Olney: Blue Jays need Francis to improve with lack of starters on trade market
Fresh off the heels of their 20th comeback win of the season on Monday night, the Toronto Blue Jays have climbed to a season-best six games over .500 as they continue to ride their hottest stretch of the year to date.
Toronto’s offensive production has come from almost every part of their lineup over the past few weeks, with names as Addison Barger, Alejandro Kirk, George Springer, Ernie Clement, and after Monday’s heroics, even Jonatan Clase playing significant roles.
The offence has overcome a sluggish start to the season and has now scored at least five runs in eight of their past 11 games, posting a plus-26 run differential across that span.
Paired with the team’s MLB-leading 100 extra-base hits and .313 average with runners in scoring position over the past month, and it’s easy to see how the Blue Jays have been able to start winning games on a consistent basis.
However, some questions regarding the roster as it's currently constructed do still remain, especially in the starting rotation.
Bowden Francis has largely been unable to recapture the magic from the second half of last season, pitching to a 6.12 earned run average while surrendering 19 home runs, the highest mark in the big leagues.
Since the calendar turned over to June, Francis has now failed to pitch into the fourth inning in back-to-back starts, with the team’s only losses this month coming in games that the right-hander has taken the mound.
The uncertainty surrounding Max Scherzer’s return from a thumb injury, combined with a lack of pitching depth in the upper levels of the minor leagues, makes for a tough fix at this point in the season.
"The fact that they’re willing to live with Francis’ struggles tells you everything about where they are,” said ESPN’s Buster Olney on TSN1050’s First Up Tuesday morning.
“In most circumstances, you might have a situation where you could send a guy to the minor leagues.

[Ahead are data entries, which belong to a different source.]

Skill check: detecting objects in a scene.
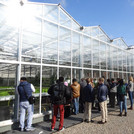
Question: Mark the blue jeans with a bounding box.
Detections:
[73,97,79,114]
[119,96,127,113]
[20,101,33,128]
[128,91,133,108]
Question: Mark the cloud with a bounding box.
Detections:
[41,0,67,7]
[59,0,67,7]
[128,0,134,6]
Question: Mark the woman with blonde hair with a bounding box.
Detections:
[127,76,134,110]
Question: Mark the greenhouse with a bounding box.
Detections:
[0,0,134,132]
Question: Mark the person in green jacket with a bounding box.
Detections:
[117,79,127,116]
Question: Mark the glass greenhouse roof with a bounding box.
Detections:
[0,0,132,60]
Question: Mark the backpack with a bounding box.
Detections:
[52,84,64,101]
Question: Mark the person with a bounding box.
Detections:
[116,78,120,105]
[48,77,67,131]
[64,81,72,118]
[83,78,93,123]
[117,79,127,116]
[80,78,87,113]
[107,79,112,105]
[127,76,134,110]
[18,77,35,131]
[110,78,117,108]
[97,78,108,124]
[71,78,80,115]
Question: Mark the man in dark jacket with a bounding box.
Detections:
[97,78,108,124]
[110,78,117,108]
[18,77,35,131]
[79,78,87,113]
[83,78,93,123]
[48,77,67,131]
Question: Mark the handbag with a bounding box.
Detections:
[22,86,36,104]
[119,94,125,101]
[28,96,36,104]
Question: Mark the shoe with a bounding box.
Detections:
[128,107,133,110]
[59,127,65,132]
[98,121,105,124]
[119,113,122,117]
[86,120,94,123]
[26,127,35,132]
[82,119,87,122]
[50,128,54,132]
[20,128,24,132]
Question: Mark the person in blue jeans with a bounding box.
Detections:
[18,77,35,132]
[71,79,80,114]
[117,79,127,116]
[127,76,134,110]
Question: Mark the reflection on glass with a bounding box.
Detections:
[59,68,71,85]
[72,68,82,82]
[83,70,92,78]
[21,65,40,113]
[41,67,57,114]
[43,22,58,64]
[93,70,100,79]
[0,64,16,121]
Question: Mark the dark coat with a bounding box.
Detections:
[18,81,32,102]
[83,84,93,102]
[97,84,108,102]
[48,82,68,105]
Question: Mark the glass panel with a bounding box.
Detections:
[114,72,118,79]
[122,51,127,71]
[22,18,41,63]
[0,64,17,121]
[60,9,71,28]
[44,5,58,22]
[21,65,40,113]
[43,22,58,64]
[41,67,57,114]
[117,49,123,71]
[93,70,100,80]
[92,40,99,68]
[0,4,18,60]
[72,20,80,32]
[83,36,92,68]
[107,72,113,79]
[107,45,113,70]
[112,47,118,70]
[127,53,131,72]
[101,71,107,79]
[59,68,71,85]
[99,42,106,69]
[72,68,82,82]
[59,28,71,66]
[119,73,122,79]
[72,32,81,66]
[83,70,92,78]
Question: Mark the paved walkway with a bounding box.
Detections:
[3,106,119,134]
[56,109,134,134]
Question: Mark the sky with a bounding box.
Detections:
[29,0,134,46]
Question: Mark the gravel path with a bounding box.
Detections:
[56,110,134,134]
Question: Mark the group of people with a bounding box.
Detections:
[18,76,134,131]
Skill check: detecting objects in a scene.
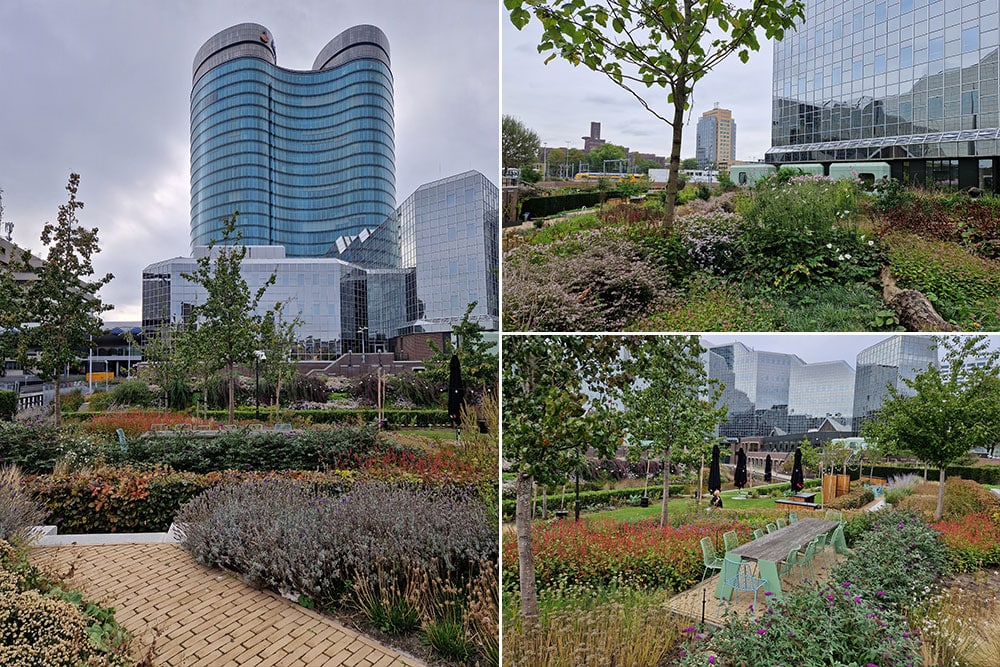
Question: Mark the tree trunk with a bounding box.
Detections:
[274,375,281,421]
[934,464,945,521]
[515,472,538,626]
[53,373,62,428]
[881,266,955,331]
[229,364,236,426]
[660,448,670,528]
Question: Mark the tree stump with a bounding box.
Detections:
[882,266,955,331]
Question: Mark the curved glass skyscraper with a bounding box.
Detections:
[191,23,396,257]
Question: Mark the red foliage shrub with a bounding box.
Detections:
[503,521,752,591]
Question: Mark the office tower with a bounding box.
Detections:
[854,335,938,429]
[191,23,396,257]
[766,0,1000,189]
[695,106,736,170]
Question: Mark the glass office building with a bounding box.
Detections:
[854,336,938,430]
[788,361,854,433]
[142,171,500,359]
[339,171,500,336]
[766,0,1000,190]
[191,23,396,257]
[702,343,855,438]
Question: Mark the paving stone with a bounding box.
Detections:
[31,543,424,667]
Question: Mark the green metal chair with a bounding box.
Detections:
[778,547,799,576]
[701,537,723,582]
[716,554,767,613]
[798,540,816,579]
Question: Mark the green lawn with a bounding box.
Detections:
[582,491,820,521]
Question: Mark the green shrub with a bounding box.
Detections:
[888,234,1000,329]
[0,421,67,474]
[626,276,779,331]
[502,484,687,521]
[59,389,83,413]
[111,380,153,408]
[0,542,133,667]
[735,176,883,289]
[679,582,920,667]
[25,467,351,534]
[832,509,950,614]
[823,486,875,510]
[93,425,398,473]
[177,480,498,607]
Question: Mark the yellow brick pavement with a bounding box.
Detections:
[31,544,424,667]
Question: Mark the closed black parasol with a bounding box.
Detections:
[733,449,747,489]
[708,445,722,494]
[792,447,805,493]
[448,354,465,428]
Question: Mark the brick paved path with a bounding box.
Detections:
[31,544,423,667]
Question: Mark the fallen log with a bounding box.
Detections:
[882,266,956,331]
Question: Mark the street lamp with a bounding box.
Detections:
[253,350,267,420]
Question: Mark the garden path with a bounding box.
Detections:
[31,543,424,667]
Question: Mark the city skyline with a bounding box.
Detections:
[0,0,500,321]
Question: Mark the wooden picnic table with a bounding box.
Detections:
[715,519,840,599]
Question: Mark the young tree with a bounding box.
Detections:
[618,336,727,527]
[0,248,27,377]
[504,0,805,226]
[24,174,114,426]
[502,336,621,623]
[179,211,275,424]
[861,336,1000,521]
[259,303,302,419]
[500,114,542,169]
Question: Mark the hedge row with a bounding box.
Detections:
[25,468,353,535]
[503,484,688,521]
[66,408,451,427]
[851,465,1000,484]
[521,191,620,218]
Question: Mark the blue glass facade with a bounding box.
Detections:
[191,24,396,257]
[767,0,1000,188]
[854,336,938,428]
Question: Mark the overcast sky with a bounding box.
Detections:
[501,7,773,166]
[0,0,500,321]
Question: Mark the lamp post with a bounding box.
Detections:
[253,350,267,420]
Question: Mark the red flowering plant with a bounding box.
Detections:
[503,521,751,591]
[933,512,1000,572]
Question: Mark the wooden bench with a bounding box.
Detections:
[774,498,819,510]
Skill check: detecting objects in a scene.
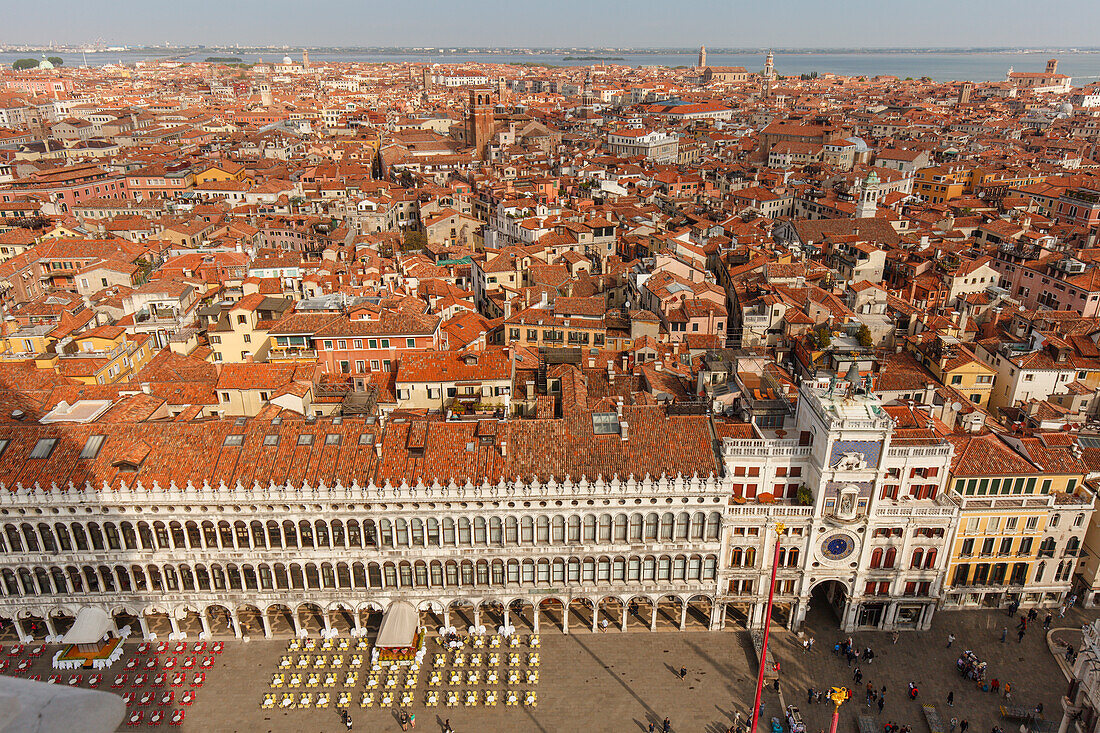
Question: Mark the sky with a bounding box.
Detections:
[0,0,1100,48]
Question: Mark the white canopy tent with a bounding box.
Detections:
[374,601,420,647]
[62,605,111,644]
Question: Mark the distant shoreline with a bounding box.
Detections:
[8,44,1100,55]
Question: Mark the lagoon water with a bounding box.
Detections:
[0,50,1100,84]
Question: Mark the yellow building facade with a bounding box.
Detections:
[944,433,1093,608]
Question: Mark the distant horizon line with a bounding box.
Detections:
[0,42,1100,54]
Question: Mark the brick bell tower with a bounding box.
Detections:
[466,89,494,161]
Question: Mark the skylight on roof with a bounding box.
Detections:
[592,413,619,435]
[80,435,107,460]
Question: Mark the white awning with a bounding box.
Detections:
[62,605,111,644]
[375,601,420,647]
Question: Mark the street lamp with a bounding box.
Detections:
[749,522,783,733]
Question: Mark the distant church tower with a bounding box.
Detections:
[958,81,974,107]
[856,171,879,219]
[466,89,493,161]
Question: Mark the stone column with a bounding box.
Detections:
[229,609,241,638]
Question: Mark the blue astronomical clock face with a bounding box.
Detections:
[822,534,856,560]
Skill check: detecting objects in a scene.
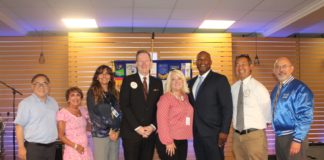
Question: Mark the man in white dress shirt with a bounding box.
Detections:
[231,55,271,160]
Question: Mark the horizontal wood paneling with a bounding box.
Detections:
[68,33,232,159]
[0,37,68,159]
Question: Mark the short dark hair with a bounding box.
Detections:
[65,86,83,101]
[235,54,252,65]
[136,49,152,61]
[31,73,50,83]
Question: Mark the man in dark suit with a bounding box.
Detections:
[189,51,233,160]
[120,50,163,160]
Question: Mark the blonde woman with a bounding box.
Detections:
[157,70,193,160]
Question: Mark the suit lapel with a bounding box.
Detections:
[136,73,148,102]
[189,76,198,101]
[196,71,212,99]
[146,76,154,103]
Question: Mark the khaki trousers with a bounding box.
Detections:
[233,129,268,160]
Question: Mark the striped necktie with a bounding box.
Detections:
[236,81,244,131]
[195,76,203,99]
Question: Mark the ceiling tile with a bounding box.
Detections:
[255,0,305,11]
[1,0,48,8]
[170,9,208,20]
[133,18,167,28]
[217,0,263,10]
[206,9,249,21]
[175,0,220,10]
[134,0,176,9]
[92,0,133,9]
[227,22,266,33]
[166,19,202,28]
[240,11,284,22]
[134,8,172,19]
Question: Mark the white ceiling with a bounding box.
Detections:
[0,0,324,37]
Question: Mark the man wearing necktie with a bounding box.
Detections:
[231,54,271,160]
[120,50,163,160]
[271,57,314,160]
[188,51,233,160]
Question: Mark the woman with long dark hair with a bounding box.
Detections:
[87,65,121,160]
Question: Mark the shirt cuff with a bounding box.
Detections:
[134,126,142,132]
[293,138,302,143]
[150,124,156,131]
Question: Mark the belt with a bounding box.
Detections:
[25,141,56,147]
[235,128,258,135]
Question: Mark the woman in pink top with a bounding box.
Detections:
[57,87,93,160]
[157,70,193,160]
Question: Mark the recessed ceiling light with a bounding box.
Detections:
[199,20,235,29]
[62,19,98,28]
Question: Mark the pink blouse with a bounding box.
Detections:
[157,92,193,145]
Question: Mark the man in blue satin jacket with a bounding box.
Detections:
[271,57,314,160]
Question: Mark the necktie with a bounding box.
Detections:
[273,83,282,113]
[236,81,244,131]
[195,76,203,99]
[143,77,147,100]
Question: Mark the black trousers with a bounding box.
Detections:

He could figure it out and then come back…but instead, what you heard from John Schneider the other day was, ‘We need him, he’s got to figure it out.”
“A different pitch mix, adjustments on command, whatever it is,” he said. “They need him.”
Francis is tentatively scheduled for his next start against the Philadelphia Phillies on Saturday, but the leash on the 29-year-old will continue to tighten as the Blue Jays look to avoid falling out of the mix in a competitive American League wild card picture.
Olney also shared that any potential solution to the lack of major-league pitching options on the roster will likely not come via trade.
“We are, I think, conditioned through the years to looking at those mid-season trades, going back to the days of the Jays trading for David Cone down the stretch, as being difference-making,” he said.
“What the feedback I’m getting right now from executives is they don’t think it’s going to be an especially active time at the trade deadline. They don’t think there’s going to be a lot of action, they don’t think there’s going to be difference-making players that are on the move.
"But in terms of volume, a GM said to me last night that it’s going to be a dud because a lot of the teams we look at as sellers, [Colorado] Rockies, [Chicago] White Sox, [Miami] Marlins, in the mind of this general manager, he’s like, ‘They don’t have crap to sell’. There are not a lot of good players that they’re willing to market right now so the early reviews on what we’re going to see in the trade market are pretty lukewarm.”
The Blue Jays will look to make it five series wins in a row as they take on the St. Louis Cardinals on Tuesday night in the second contest of the three-game set.